I think it hyperbole that she "drove steel like a man." For someone, male or female, doing domestic work on a daily basis to pick up a hammer suddenly and start driving steel is beyond belief, IMHO. The real information in that stanza, I think, is that John Henry had been sick. If this were an undiagnosed mild heart attack that he treated with rest, that would set the stage for his death from ventricular rupture at the contest by leaving a weakened ventricular wall. His dying symptoms suggests death by bleeding from a ruptured organ, and the heart is most likely, ventricular rupture being not rare.
There are quite a few rare elements of versions of "John Henry" that are clearly consistent with the Alabama claims and that are not clearly consistent with other scenarios.
Yes, the slave "Henry" would have been well known to Captain Dabney. Consistent with this, there are both ballad lines and legends to the effect that "the Captain" was very fond of John Henry. If John Henry had grown up as part of Captain Dabney's family (in a sense), there might have been an unusual ease of conversation between them.
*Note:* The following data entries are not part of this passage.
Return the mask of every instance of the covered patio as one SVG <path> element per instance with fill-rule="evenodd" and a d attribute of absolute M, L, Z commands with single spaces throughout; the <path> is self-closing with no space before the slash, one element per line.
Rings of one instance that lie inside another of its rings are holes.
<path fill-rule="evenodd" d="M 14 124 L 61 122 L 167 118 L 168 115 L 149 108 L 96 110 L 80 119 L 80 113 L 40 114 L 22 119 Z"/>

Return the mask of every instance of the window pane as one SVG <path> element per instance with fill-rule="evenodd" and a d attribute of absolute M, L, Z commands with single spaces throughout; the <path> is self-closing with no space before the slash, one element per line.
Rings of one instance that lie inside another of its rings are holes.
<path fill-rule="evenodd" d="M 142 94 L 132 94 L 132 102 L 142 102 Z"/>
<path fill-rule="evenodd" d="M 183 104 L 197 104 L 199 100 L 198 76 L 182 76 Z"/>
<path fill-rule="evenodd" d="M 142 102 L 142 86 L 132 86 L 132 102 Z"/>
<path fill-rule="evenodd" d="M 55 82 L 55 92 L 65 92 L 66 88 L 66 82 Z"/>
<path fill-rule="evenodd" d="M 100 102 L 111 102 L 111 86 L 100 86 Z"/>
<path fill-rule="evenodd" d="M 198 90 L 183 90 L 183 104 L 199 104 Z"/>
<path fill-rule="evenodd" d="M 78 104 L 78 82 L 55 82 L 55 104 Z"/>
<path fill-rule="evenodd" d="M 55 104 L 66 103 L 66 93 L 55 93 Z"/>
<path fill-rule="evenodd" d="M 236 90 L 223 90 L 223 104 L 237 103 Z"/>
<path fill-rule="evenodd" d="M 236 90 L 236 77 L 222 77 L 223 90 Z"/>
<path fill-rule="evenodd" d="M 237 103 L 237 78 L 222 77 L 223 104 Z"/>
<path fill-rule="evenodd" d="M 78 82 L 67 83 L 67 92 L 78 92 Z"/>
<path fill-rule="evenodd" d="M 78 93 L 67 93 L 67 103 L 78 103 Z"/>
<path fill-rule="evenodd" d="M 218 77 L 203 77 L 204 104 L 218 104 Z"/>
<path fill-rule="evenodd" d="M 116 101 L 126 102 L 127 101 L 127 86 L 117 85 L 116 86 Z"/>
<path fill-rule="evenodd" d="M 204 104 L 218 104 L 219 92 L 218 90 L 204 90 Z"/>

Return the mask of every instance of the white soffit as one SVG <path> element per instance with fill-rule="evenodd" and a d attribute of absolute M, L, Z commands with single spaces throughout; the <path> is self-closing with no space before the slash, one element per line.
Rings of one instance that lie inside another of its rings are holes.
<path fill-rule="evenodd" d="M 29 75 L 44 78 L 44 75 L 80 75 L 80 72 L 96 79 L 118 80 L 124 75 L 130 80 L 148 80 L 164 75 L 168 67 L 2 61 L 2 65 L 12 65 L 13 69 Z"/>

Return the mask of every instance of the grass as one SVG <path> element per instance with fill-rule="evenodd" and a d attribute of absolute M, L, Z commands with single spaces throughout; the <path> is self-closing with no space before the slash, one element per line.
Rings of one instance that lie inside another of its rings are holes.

In the ballad, John Henry pretty well speaks his mind. I'm not sure how common that would have been for black railroad construction workers in the late 1880s in Alabama, but I think that both whites and blacks would have allowed it if they had known there was a fond personal relationship between John Henry and the Captain. This may have been what allowed late 19th- and early 20th-century blacks and whites to sing the ballad.
In the earliest known text, his name was "Johnie Henry." I don't think that this affects your argument that "john" could be a man-designator; "johnny" works the same way.
There is a considerable opinion on the side of "John Henry" having been written and adapted to a tune by whites, then taken up by blacks and continued by whites. I have not made up my mind about this, and I suspect that making a compelling distinction between authors, by race, may not be possible.
There is an interesting comparison between "John Henry" and "John Hardy," a subject of early confusion. Except for Leadbelly, who probably learned it from his white friends, "John Hardy" is not found in the comprehensive book, *Blues and Gospel Records 1890-1943* (Dixon, Godrich, Rye), and, as far as I know, it did not appear in any of the famous collections of black folk songs. Regardless of who wrote it, "John Hardy" has been the exclusive property of whites. "John Henry," on the other hand, has belonged to all Americans.